Trois secouristes tués dans le sud du Liban, Israël accusé de crime de guerre
Attaque à Majdal Zoun : frappes israéliennes tuent des secouristes et plusieurs civils
Frappes israéliennes à Majdal Zoun tuent des secouristes et plusieurs civils. Le Liban dénonce un crime de guerre et promet d’agir sur la scène internationale.
Une double frappe aérienne attribuée aux forces israéliennes a touché mardi un bâtiment à Majdal Zoun, dans le sud du Liban, provoquant la mort d’au moins cinq personnes, dont trois secouristes de la défense civile qui intervenaient pour porter secours aux victimes de la première attaque. Le Premier ministre libanais a qualifié l’événement de « crime odieux » et annoncé que le gouvernement saisirait les instances internationales pour condamner ces actions et demander des mesures contre les violations du cessez-le-feu.
Bilan et circonstances de l’attaque
Selon le ministère libanais de la Santé, la première frappe a endommagé un bâtiment et causé des blessés. Une deuxième frappe, survenue alors que des secouristes et des soldats escortaient les opérations de sauvetage, a tué trois hommes de la défense civile et deux autres civils. Les autorités libanaises ont précisé que les secouristes avaient été initialement piégés sous les décombres après la seconde explosion, puis ont été retrouvés décédés.

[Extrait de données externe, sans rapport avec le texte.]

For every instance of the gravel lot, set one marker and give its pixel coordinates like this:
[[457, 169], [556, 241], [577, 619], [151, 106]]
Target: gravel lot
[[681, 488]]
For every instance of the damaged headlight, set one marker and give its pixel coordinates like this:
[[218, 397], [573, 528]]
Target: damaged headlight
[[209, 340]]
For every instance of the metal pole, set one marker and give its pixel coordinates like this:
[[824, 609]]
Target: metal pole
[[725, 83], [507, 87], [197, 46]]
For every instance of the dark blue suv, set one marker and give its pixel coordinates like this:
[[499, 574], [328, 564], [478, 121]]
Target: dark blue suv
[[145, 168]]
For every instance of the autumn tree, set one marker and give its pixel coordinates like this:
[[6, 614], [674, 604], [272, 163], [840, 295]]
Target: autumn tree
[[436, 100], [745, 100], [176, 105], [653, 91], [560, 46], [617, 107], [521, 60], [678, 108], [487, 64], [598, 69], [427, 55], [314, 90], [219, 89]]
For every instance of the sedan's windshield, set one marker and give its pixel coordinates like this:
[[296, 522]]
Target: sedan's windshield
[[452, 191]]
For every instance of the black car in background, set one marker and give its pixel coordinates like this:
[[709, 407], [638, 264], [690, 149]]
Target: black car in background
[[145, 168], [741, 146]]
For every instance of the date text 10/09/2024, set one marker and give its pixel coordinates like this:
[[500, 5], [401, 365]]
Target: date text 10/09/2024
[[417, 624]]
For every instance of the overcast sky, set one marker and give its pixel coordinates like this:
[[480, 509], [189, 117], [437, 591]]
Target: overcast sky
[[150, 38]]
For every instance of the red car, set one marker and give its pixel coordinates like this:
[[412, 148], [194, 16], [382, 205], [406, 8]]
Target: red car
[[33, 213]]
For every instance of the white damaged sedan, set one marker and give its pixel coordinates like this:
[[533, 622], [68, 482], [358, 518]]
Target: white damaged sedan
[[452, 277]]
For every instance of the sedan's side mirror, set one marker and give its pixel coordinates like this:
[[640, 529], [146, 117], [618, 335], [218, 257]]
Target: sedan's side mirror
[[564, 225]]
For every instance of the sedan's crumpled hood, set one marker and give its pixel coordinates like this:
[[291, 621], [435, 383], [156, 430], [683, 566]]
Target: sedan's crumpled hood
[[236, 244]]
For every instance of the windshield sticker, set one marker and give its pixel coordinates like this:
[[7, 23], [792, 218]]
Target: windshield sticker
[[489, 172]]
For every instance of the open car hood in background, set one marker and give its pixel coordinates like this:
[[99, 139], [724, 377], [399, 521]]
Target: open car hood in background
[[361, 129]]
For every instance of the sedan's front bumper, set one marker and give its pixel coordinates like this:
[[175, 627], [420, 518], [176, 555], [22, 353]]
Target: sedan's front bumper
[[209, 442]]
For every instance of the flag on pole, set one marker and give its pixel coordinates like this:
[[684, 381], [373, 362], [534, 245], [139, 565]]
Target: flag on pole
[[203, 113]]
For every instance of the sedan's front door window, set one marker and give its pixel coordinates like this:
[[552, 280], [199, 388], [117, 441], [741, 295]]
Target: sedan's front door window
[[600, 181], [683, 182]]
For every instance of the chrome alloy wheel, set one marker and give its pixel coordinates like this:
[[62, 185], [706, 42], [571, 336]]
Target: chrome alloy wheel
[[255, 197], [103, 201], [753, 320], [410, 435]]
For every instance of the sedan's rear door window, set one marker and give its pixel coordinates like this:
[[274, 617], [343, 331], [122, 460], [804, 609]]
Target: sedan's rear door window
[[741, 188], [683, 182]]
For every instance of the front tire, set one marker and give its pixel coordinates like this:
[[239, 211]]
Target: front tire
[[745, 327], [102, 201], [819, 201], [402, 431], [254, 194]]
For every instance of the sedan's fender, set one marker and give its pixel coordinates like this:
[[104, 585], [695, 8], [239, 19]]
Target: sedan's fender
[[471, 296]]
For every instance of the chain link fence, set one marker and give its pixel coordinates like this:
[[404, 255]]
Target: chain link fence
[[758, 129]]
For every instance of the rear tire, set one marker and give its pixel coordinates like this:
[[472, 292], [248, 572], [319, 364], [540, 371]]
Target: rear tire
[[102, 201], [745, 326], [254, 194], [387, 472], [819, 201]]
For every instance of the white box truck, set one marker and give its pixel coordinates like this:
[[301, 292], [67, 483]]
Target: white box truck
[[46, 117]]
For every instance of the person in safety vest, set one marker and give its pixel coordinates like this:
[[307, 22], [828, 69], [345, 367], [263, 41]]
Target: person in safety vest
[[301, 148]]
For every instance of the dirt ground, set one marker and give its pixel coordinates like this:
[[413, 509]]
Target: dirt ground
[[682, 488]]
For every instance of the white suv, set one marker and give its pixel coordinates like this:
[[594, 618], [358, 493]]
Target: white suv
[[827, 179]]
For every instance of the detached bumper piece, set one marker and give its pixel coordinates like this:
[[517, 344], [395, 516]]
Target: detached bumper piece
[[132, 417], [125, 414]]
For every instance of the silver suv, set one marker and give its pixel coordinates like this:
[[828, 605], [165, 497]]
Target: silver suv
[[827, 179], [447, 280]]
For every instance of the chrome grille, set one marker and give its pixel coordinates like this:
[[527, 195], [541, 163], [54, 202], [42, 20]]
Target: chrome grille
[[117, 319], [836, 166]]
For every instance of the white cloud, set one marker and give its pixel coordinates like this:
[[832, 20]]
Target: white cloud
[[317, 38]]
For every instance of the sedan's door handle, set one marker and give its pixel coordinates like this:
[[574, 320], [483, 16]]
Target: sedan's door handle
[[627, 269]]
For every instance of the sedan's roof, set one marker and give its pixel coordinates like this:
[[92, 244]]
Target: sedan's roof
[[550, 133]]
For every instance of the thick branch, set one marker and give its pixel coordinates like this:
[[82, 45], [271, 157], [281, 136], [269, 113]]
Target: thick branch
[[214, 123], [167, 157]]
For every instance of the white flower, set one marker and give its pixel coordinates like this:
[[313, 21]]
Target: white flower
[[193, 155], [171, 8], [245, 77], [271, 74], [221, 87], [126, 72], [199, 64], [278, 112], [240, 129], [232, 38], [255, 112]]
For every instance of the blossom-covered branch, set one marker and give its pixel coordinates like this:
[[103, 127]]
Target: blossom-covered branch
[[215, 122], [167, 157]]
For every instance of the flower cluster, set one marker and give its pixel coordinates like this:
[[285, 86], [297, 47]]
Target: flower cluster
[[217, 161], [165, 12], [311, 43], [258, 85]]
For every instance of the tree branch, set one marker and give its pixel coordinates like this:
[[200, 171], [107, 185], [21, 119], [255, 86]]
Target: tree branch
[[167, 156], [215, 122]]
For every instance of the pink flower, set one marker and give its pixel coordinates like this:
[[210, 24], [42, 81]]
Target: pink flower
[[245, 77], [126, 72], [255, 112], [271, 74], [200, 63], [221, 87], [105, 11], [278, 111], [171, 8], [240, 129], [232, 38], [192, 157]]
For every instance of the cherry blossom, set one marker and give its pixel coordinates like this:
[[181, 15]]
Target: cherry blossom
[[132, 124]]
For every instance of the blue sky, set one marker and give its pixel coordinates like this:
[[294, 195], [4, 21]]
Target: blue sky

Le bilan national communiqué mardi fait état d’au moins huit personnes tuées dans différentes attaques à travers le pays ce jour-là.
Ciblage des secouristes et réactions officielles
Le Premier ministre Nawaf Salam a dénoncé le ciblage délibéré des membres de la défense civile et l’a qualifié d’« atteinte aux principes du droit international humanitaire ». Le président Joseph Aoun a également condamné ces frappes, affirmant qu’elles s’inscrivent dans une série d’attaques visant les secouristes et le personnel humanitaire, et qu’elles constituent une violation des conventions protégeant les civils, les ambulanciers et le personnel médical. Le gouvernement libanais a indiqué qu’il mobiliserait tous les moyens diplomatiques pour porter cette affaire devant les forums internationaux.
Impact sur les forces armées et matériels civils
Outre les secouristes, l’armée libanaise a rapporté des blessés parmi ses soldats lorsque la seconde frappe a touché une zone où des patrouilles escortaient les équipes de secours. Deux bulldozers civils présents sur le site des opérations ont également été endommagés. Les autorités militaires ont décrit une situation dans laquelle les premiers intervenants deviennent eux-mêmes des cibles, ce qui complique l’exécution des missions de sauvetage et accroît les risques pour la population civile.
Escalade transfrontalière et ripostes du Hezbollah
Malgré l’existence d’un cessez-le-feu négocié par des tiers, les frappes aériennes attribuées à Israël se poursuivent au quotidien, en particulier dans le sud et l’est du Liban, selon les autorités libanaises. En riposte aux attaques et aux violations présumées du cessez-le-feu, le Hezbollah a indiqué avoir lancé des roquettes et déployé des drones en direction d’objectifs en Israël et dans les zones occupées du sud libanais. Les échanges de tirs et frappes ponctuelles alimentent une dynamique de confrontation qui expose davantage les civils et alimente les craintes d’une escalade régionale.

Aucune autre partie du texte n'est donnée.